Globalization Essay
Title: Globalization
According to Wolf (2004), globalization is deemed as a movement in the direction of greater integration, as both natural and manmade barriers to international economic exchange continue to fall. This definition includes not only the increased international mobility of goods within the world economy, but also the greater mobility of services, capital, labour and financial assets.
The neo-liberal discourse on globalization is based on the conviction that free trade is the key to global prosperity. In due respect Robbins (2005) states that “the culture of capitalism is devoted to encouraging the production and sale of commodities”. At that, the importance of free trade overwhelms free movements of labor and capital. Even skeptics of the ‘globalization boom’ agree that free trade is the most advantageous component of globalization progress since it causes few problems. Since economic theory promotes the superiority and dominance of free trade, it is apparent that under the contemporary conditions of internationalization and open markets free trade is the best possible option.
Regarding the capital mobility within the process of regional integration, the integration of the transition economies into the international capital markets is one of the major challenges of the reform process. Attracting foreign savings to finance domestic investment can be of great value for the new market economies and can give them access to superior know-how and technology.
At the same time, the current global financial crisis has shown that increased integration into international capital flows can also expose countries to adverse external shocks. Rather, changing patterns of capital flows may make the economies less dependent on specific types of capital inflows, and may thus enhance the sustain-ability of their balance of payments positions (Hooghe, and Marks, 2001).
Fact is, over the last decades, international trade, measured by the volume of imports and exports, has become increasingly free. International trade is generally considered as an ability to undertake economic transactions with counterparts in other countries free from any restraints imposed by governments or other regulators.
Global trade has no limits and many people much more rely on outsorcing practices that enable doing their businesses across national borders. In economic sense, globalization, expresses the tendency of the world economy to integrate, not only in respect to cross-country trade and investment flows, but also in regard to the harmonization of laws and regulations of economic activity.

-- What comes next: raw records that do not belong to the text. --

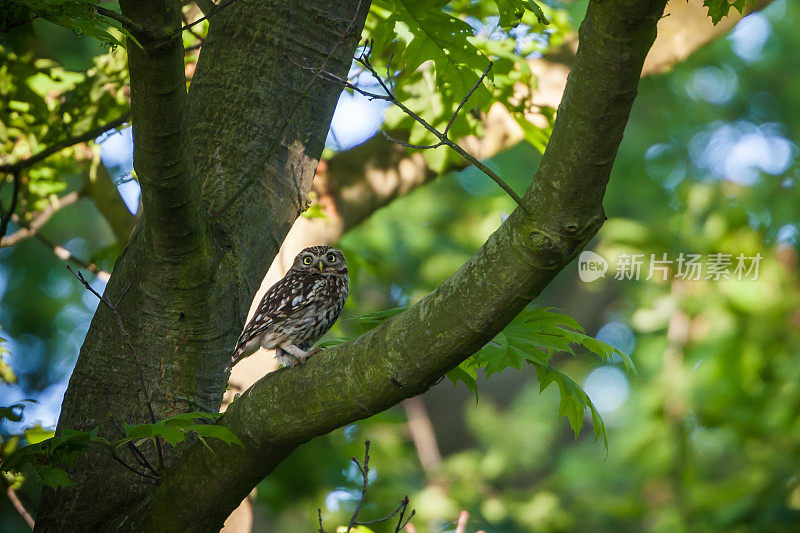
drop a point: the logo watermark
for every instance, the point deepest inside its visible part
(591, 266)
(684, 266)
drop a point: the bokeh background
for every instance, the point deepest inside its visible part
(705, 438)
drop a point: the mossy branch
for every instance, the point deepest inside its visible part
(403, 356)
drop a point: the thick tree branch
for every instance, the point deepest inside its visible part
(190, 283)
(402, 357)
(170, 198)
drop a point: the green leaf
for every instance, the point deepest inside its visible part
(717, 9)
(574, 401)
(465, 374)
(54, 477)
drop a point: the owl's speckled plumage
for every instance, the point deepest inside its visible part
(298, 309)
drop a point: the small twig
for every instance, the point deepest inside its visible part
(303, 95)
(402, 525)
(205, 6)
(65, 143)
(65, 255)
(319, 518)
(364, 469)
(129, 467)
(211, 13)
(19, 507)
(464, 100)
(6, 217)
(132, 351)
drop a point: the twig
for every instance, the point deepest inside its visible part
(422, 434)
(65, 255)
(444, 140)
(129, 467)
(39, 220)
(132, 351)
(464, 100)
(65, 143)
(403, 504)
(319, 518)
(205, 6)
(142, 458)
(211, 12)
(19, 507)
(274, 144)
(354, 521)
(6, 217)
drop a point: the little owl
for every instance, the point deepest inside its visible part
(298, 309)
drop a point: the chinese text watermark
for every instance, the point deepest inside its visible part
(683, 266)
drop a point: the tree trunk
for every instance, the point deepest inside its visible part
(187, 277)
(183, 284)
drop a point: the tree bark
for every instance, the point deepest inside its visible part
(184, 284)
(403, 356)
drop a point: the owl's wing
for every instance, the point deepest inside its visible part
(284, 299)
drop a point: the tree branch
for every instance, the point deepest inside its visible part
(170, 198)
(40, 219)
(400, 358)
(389, 96)
(6, 215)
(364, 178)
(19, 507)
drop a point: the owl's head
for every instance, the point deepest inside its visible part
(321, 260)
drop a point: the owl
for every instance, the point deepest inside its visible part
(298, 309)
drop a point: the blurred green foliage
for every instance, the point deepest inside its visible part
(705, 438)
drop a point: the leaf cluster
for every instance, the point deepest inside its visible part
(48, 459)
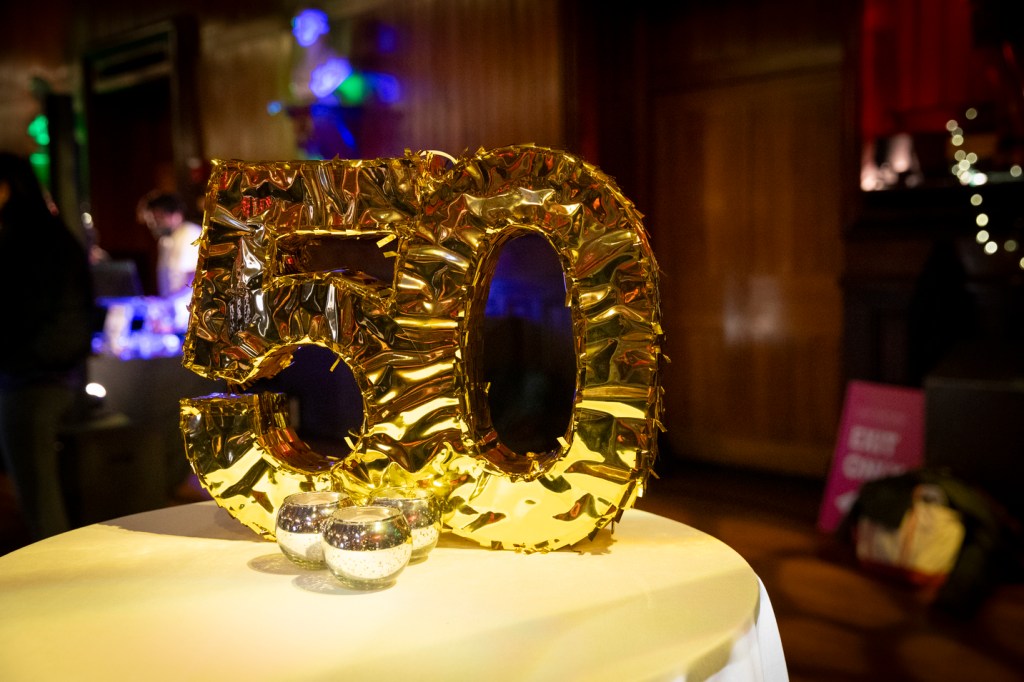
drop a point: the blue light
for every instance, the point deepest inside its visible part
(308, 26)
(326, 78)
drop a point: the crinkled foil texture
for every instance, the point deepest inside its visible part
(413, 343)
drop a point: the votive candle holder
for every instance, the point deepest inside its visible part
(367, 547)
(300, 521)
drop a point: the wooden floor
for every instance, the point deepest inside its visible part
(837, 623)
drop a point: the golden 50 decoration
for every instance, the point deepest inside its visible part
(413, 343)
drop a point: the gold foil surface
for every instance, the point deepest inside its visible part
(414, 342)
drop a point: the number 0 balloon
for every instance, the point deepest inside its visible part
(413, 343)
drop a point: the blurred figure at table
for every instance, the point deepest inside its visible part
(45, 341)
(177, 249)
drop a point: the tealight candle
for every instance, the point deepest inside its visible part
(366, 548)
(300, 522)
(423, 512)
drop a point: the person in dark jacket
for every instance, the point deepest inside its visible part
(45, 340)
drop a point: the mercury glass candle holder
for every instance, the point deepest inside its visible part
(423, 512)
(366, 547)
(300, 523)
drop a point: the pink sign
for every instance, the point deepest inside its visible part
(882, 434)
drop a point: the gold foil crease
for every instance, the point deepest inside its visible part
(413, 343)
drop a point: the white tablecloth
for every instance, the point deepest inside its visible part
(188, 593)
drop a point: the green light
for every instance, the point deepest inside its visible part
(39, 130)
(41, 164)
(353, 89)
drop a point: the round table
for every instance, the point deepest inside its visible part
(188, 593)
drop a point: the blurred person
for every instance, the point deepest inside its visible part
(44, 344)
(177, 249)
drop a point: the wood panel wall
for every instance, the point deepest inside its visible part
(747, 170)
(724, 122)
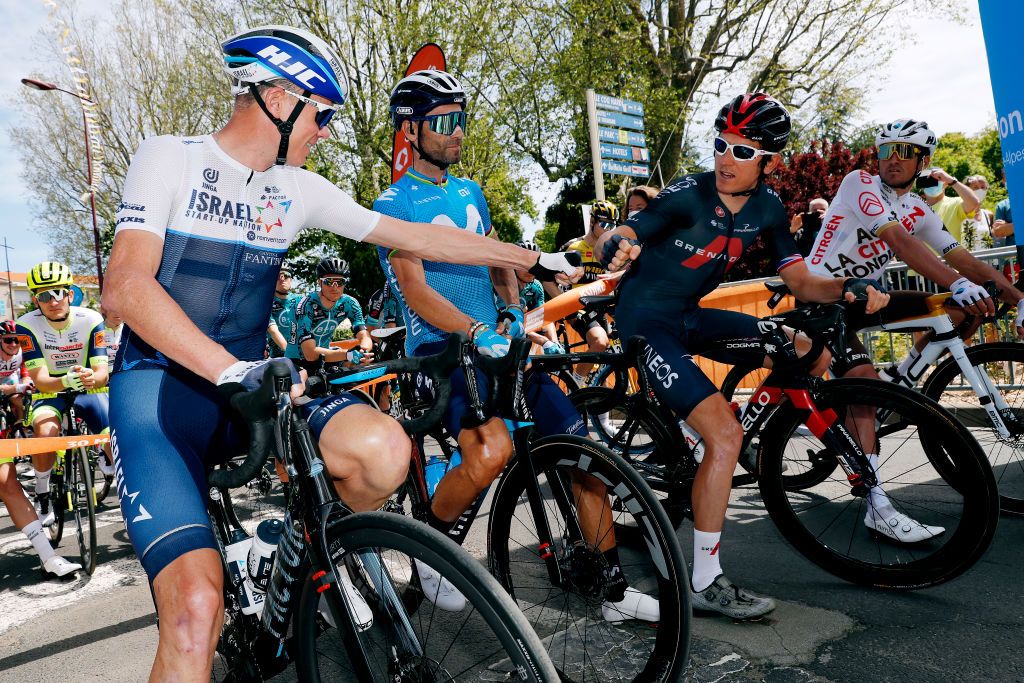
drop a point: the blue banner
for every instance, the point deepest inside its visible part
(622, 137)
(620, 168)
(1001, 22)
(619, 104)
(615, 120)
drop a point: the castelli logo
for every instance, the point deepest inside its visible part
(870, 204)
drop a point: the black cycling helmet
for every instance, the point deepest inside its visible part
(332, 265)
(757, 117)
(422, 91)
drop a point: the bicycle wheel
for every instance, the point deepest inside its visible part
(1001, 366)
(800, 473)
(410, 638)
(560, 587)
(829, 522)
(82, 505)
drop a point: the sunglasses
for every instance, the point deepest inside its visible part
(324, 112)
(52, 295)
(739, 152)
(903, 151)
(444, 124)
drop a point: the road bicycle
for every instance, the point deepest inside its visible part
(929, 465)
(307, 615)
(537, 540)
(979, 385)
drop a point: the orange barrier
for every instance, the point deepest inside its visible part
(12, 447)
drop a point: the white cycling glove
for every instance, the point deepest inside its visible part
(73, 381)
(967, 293)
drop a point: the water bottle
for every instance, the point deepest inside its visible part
(237, 555)
(261, 553)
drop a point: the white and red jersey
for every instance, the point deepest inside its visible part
(12, 370)
(850, 244)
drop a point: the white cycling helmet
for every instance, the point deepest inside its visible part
(907, 130)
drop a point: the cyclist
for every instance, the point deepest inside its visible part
(603, 217)
(316, 315)
(65, 348)
(283, 299)
(14, 380)
(857, 239)
(681, 246)
(203, 226)
(429, 108)
(530, 297)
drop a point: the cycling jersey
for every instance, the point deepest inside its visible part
(591, 265)
(278, 307)
(850, 242)
(455, 202)
(531, 296)
(691, 240)
(224, 228)
(383, 307)
(314, 321)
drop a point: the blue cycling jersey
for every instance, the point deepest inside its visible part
(460, 204)
(690, 241)
(314, 321)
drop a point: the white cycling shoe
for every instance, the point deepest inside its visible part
(896, 525)
(60, 566)
(361, 614)
(633, 605)
(438, 590)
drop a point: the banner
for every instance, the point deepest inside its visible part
(1001, 22)
(428, 56)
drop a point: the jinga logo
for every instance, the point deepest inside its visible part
(659, 368)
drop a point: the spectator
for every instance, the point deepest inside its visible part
(953, 211)
(639, 198)
(805, 226)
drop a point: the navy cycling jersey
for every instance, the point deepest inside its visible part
(690, 241)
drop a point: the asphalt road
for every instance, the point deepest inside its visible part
(102, 628)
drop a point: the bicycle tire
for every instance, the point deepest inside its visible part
(656, 563)
(801, 475)
(82, 505)
(1006, 456)
(322, 655)
(827, 525)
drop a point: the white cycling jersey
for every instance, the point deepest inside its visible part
(225, 228)
(850, 244)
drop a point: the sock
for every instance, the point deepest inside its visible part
(877, 497)
(42, 481)
(34, 530)
(707, 559)
(614, 580)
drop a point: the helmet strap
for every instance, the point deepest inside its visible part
(284, 127)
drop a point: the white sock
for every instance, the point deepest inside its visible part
(42, 481)
(707, 565)
(877, 497)
(34, 530)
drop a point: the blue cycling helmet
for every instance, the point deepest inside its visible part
(271, 52)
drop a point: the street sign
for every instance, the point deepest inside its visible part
(623, 153)
(622, 137)
(620, 168)
(614, 120)
(619, 104)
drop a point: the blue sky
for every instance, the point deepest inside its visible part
(941, 77)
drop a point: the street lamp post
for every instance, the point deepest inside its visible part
(42, 85)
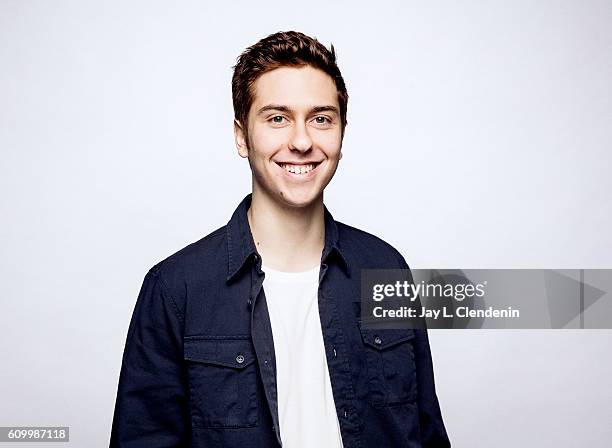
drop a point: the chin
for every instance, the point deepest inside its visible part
(298, 200)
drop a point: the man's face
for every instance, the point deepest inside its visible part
(294, 134)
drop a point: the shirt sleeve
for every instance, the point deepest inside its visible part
(433, 432)
(151, 408)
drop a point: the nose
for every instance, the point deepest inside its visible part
(300, 139)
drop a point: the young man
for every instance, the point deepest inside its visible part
(251, 337)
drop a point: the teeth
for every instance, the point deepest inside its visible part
(298, 169)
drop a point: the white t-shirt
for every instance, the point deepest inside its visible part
(306, 409)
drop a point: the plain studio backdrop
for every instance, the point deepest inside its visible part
(479, 136)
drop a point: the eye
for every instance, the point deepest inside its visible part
(321, 119)
(277, 119)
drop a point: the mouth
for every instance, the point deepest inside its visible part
(300, 170)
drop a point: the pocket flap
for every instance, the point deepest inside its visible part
(220, 351)
(382, 339)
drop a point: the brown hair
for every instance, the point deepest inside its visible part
(288, 48)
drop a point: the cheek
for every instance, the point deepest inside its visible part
(331, 144)
(266, 142)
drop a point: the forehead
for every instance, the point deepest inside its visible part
(295, 86)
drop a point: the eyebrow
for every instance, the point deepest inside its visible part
(281, 108)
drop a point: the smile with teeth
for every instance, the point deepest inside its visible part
(298, 169)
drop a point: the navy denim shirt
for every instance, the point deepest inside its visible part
(199, 368)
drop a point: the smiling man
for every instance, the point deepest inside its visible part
(251, 336)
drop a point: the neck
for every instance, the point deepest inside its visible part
(289, 239)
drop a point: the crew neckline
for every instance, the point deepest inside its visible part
(290, 275)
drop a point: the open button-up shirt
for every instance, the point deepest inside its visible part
(199, 369)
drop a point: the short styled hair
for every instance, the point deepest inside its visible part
(282, 49)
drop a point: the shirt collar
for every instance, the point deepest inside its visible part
(241, 247)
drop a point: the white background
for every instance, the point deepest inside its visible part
(479, 136)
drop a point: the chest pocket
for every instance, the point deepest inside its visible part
(391, 368)
(222, 381)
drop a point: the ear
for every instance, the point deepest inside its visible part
(240, 139)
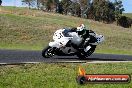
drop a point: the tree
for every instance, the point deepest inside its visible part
(0, 2)
(118, 9)
(30, 3)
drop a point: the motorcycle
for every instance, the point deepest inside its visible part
(61, 47)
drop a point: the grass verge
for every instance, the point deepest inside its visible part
(21, 28)
(58, 75)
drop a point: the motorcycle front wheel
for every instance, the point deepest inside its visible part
(47, 52)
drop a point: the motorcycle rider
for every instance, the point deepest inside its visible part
(84, 34)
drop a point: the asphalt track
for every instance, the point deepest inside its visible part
(21, 56)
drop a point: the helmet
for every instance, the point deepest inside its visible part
(81, 29)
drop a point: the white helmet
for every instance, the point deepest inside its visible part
(81, 29)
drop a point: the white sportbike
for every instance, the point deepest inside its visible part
(61, 46)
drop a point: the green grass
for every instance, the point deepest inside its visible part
(21, 28)
(58, 75)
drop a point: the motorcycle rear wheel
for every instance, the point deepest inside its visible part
(47, 52)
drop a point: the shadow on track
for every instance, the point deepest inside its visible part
(88, 59)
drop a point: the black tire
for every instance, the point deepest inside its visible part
(47, 52)
(81, 56)
(81, 80)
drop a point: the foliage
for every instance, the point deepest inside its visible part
(0, 2)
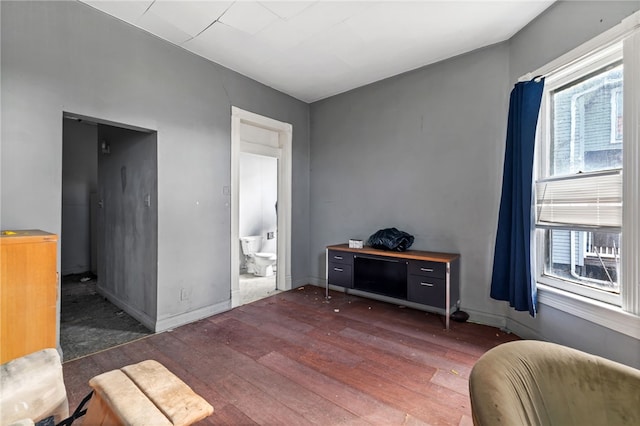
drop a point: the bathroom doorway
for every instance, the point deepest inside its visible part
(258, 225)
(260, 206)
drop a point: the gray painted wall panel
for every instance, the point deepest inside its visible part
(421, 152)
(424, 151)
(66, 56)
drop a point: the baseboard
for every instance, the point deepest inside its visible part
(486, 318)
(174, 321)
(143, 318)
(75, 270)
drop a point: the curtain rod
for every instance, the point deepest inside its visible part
(626, 27)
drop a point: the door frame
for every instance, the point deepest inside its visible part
(285, 131)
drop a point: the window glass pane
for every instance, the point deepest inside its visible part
(587, 258)
(587, 123)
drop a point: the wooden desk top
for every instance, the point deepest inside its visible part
(26, 236)
(409, 254)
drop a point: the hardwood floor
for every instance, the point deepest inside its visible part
(293, 359)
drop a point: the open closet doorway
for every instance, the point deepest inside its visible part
(260, 206)
(108, 240)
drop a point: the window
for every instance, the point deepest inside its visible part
(587, 191)
(579, 190)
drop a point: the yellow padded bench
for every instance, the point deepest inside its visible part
(143, 394)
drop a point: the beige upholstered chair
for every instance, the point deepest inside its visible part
(538, 383)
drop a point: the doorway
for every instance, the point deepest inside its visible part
(109, 234)
(259, 142)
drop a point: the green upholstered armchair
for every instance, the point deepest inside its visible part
(530, 382)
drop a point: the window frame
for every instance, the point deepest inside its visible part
(626, 318)
(580, 69)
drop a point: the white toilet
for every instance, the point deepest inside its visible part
(257, 263)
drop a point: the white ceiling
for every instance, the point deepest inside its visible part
(315, 49)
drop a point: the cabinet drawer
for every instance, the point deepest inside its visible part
(427, 290)
(342, 257)
(428, 269)
(340, 275)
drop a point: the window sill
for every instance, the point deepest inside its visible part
(600, 313)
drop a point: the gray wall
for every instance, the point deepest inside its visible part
(66, 56)
(423, 152)
(79, 180)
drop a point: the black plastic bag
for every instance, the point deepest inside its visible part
(390, 239)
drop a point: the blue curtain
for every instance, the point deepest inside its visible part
(513, 279)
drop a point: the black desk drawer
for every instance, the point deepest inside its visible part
(428, 269)
(427, 290)
(335, 256)
(340, 275)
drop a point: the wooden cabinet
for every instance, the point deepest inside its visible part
(28, 292)
(427, 279)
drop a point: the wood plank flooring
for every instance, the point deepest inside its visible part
(294, 359)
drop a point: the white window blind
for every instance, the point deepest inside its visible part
(585, 200)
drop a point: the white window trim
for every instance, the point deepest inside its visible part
(624, 319)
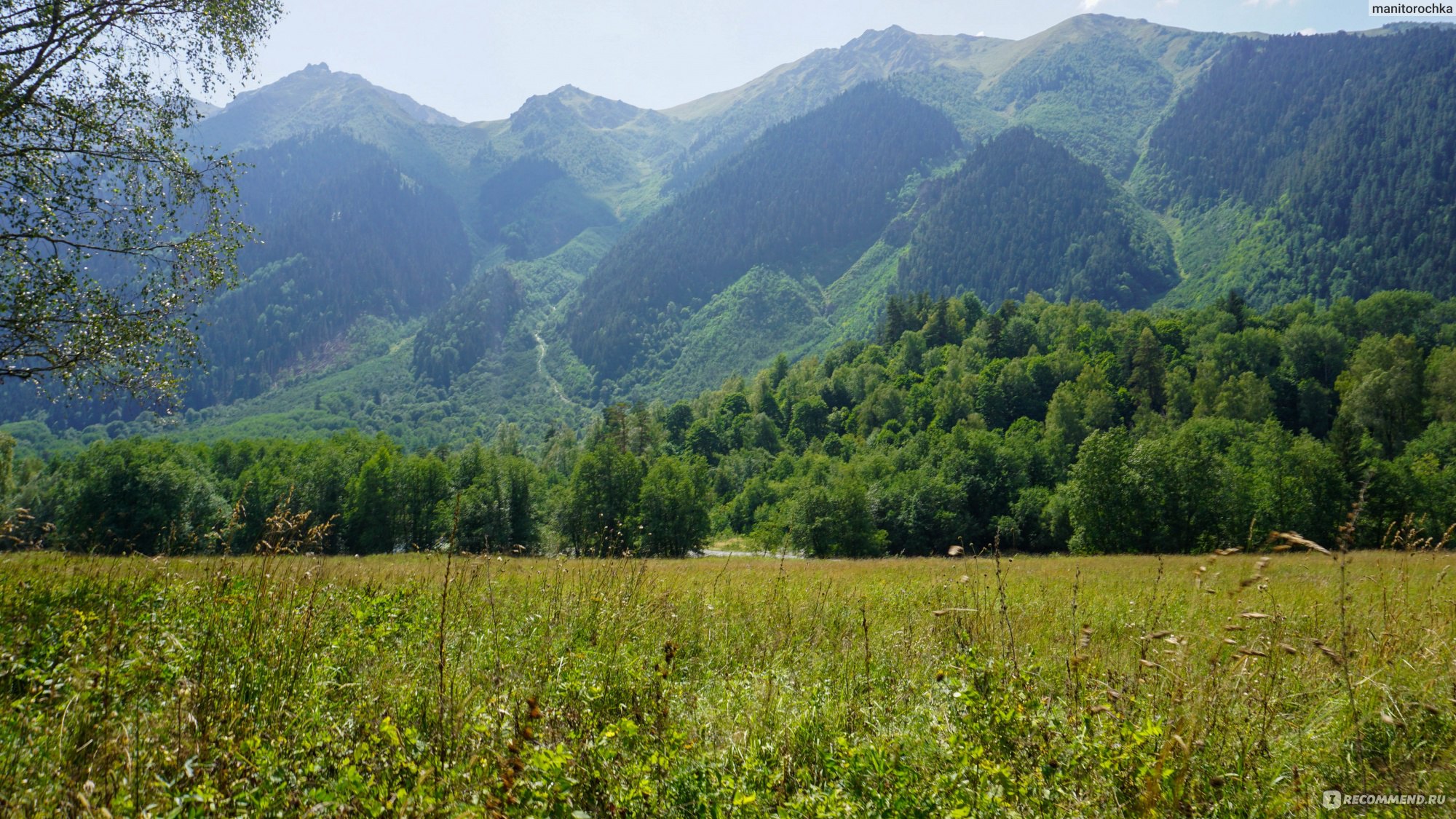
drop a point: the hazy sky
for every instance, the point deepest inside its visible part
(480, 60)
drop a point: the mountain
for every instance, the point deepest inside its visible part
(435, 279)
(807, 197)
(1023, 216)
(1317, 167)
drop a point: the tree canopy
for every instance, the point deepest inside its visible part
(111, 228)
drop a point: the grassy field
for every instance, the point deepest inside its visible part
(1237, 685)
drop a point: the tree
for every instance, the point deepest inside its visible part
(111, 228)
(602, 499)
(675, 507)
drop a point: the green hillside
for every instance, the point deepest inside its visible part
(433, 279)
(1023, 216)
(1314, 167)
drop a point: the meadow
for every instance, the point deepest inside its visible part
(413, 685)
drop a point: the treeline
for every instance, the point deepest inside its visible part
(1036, 426)
(802, 191)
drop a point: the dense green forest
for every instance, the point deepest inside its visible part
(534, 207)
(1024, 216)
(1036, 426)
(802, 193)
(1315, 167)
(344, 234)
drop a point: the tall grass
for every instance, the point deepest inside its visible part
(724, 687)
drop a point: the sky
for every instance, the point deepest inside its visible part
(480, 60)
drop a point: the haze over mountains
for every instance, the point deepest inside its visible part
(432, 279)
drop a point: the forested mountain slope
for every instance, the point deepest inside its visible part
(1023, 216)
(1314, 167)
(433, 279)
(804, 196)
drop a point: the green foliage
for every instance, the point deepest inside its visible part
(534, 207)
(1023, 216)
(788, 200)
(111, 229)
(1330, 152)
(146, 496)
(522, 688)
(458, 336)
(675, 505)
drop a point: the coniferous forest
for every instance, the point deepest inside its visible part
(1131, 349)
(954, 315)
(1036, 426)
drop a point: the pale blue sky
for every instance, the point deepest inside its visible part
(481, 60)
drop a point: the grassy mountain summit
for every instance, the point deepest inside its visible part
(587, 250)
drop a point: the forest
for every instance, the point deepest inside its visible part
(803, 193)
(1033, 427)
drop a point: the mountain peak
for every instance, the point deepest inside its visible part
(585, 107)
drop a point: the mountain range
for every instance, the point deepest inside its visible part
(435, 279)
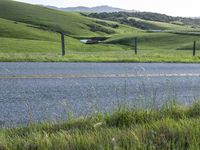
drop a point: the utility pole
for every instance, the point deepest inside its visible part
(194, 48)
(63, 43)
(136, 46)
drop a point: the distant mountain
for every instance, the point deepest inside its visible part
(98, 9)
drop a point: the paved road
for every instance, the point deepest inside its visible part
(48, 91)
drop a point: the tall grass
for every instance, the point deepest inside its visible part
(170, 127)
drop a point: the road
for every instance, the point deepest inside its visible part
(49, 91)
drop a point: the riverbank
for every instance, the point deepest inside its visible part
(171, 127)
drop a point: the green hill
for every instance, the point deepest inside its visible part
(73, 24)
(30, 33)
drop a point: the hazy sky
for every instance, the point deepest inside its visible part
(170, 7)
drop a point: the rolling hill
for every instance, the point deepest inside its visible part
(31, 33)
(97, 9)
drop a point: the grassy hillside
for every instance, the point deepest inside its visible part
(156, 25)
(30, 33)
(73, 24)
(171, 127)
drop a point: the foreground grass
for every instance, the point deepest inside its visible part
(171, 127)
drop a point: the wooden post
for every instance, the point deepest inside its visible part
(63, 43)
(194, 48)
(135, 46)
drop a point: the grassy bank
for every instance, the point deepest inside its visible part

For instance, European integration is deemed by experts as a form of regional globalization, driven by political decisions that are aimed to promote freedom and cohesion of European societies, as well a single and free European market that would eventually benefit most Europeans (Poettering, 2007). Privatization in the Central and East European (CEE) economies resulted in reforms in regulation, liberalization and privatization in an attempt to integrate transition economies to the globalized system.
The final goal of transition was not only the establishment of a market economy but the integration of these economies, not only on a regional basis but rather in the global system. These transition countries' goal was to become members of the European Union (EU) and then members of the Economic and Monetary Union (EMU). As for now, the core advantage of regional integration within the EU zone is that in the course of regional integration the former centrally planned economies of central Europe (i.e. Poland, Chech Republic, Slovakia, Hungary, Slovenia, Bulgaria, and Romania) have attracted increasing shares of the international capital flows to emerging market economies. Moreover, compared to other world regions, a relatively large share of these flows has been constituted of foreign direct investment (Baláž and Williams, (n.d.).
Works cited
Baláž, V, Williams, A.M. (n.d.) ‘Capital mobility in transition countries of Central Europe: macroeconomic performance factors and structural policies’ Department of Geography, University of Exeter, UK and the Institute of Forecasting, Slovak Academy of Science, Slovakia
Hooghe, L. and Marks, G. 2001, Multilevel Governance and European Integration, Lanham, MD: Rowman and Littlefield.
Poettering, H. Europe as a Global Player Harvard International Review. Cambridge: Spring 2007. Vol. 29, Iss. 1; pg. 26, 4 pgs.
Robbins, R. 2005, GLOBAL PROBLEMS AND THE CULTURE OF CAPITALISM, ISBN 0-205-40741-2
Wolf, M (2004), Why globalization works, Yale Books.